Similar to the t(11;18)(q21;q21) translocation, there is no consensus on the role of IgH gene rearrangement testing in routine diagnosis of MZL-MALT. Monoclonal IgH gene rearrangement was present in 69% (33 of 48) of gastric MZL-MALT cases overall in our study. There was a slightly higher detection rate of monoclonal IgH gene rearrangement in t(11;18)(q21;q21)-positive cases (87%) than in the t(11;18)(q21;q21)-negative cases (61%), but it is not statistically significant (P=0.0710). This study supports other studies that have shown that one out of three of gastric MALT lymphomas does not have detectable monoclonal IgH gene rearrangement.29, 30, 31, 32 Moreover, in about 5–10% of active gastritis cases, lymphoid tissue had monoclonal IgH gene rearrangement.29, 30, 31, 32 It is our opinion that IgH gene rearrangement testing should not be used alone.
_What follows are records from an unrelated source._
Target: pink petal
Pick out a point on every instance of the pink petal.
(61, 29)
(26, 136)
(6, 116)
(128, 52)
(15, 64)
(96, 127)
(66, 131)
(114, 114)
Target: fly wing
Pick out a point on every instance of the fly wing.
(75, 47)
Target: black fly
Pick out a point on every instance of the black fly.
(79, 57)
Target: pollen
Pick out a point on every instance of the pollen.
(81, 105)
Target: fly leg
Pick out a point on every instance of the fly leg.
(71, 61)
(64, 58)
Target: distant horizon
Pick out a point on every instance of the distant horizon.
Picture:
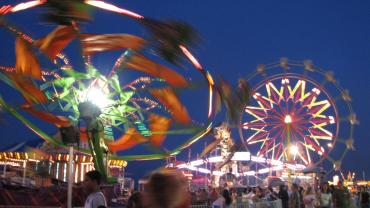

However, it is still useful in our experience in difficult cases in conjunction with morphology and immunohistochemistry as an adjunct test to reveal the clonality of the lymphocytes.

In conclusion, t(11;18)(q21;q21) is most frequently associated with monocytoid morphology in gastric marginal zone B-cell lymphoma of MALT type, and much less commonly in MZL-MALT with small lymphocytic morphology, and infrequently, if ever, in MZL-MALT with plasmacytoid morphology. More in-depth studies on the correlation between genotype and phenotype may further our understanding of the role of this translocation in the pathogenesis, clinical behavior, and diagnosis of gastric MZL-MALT.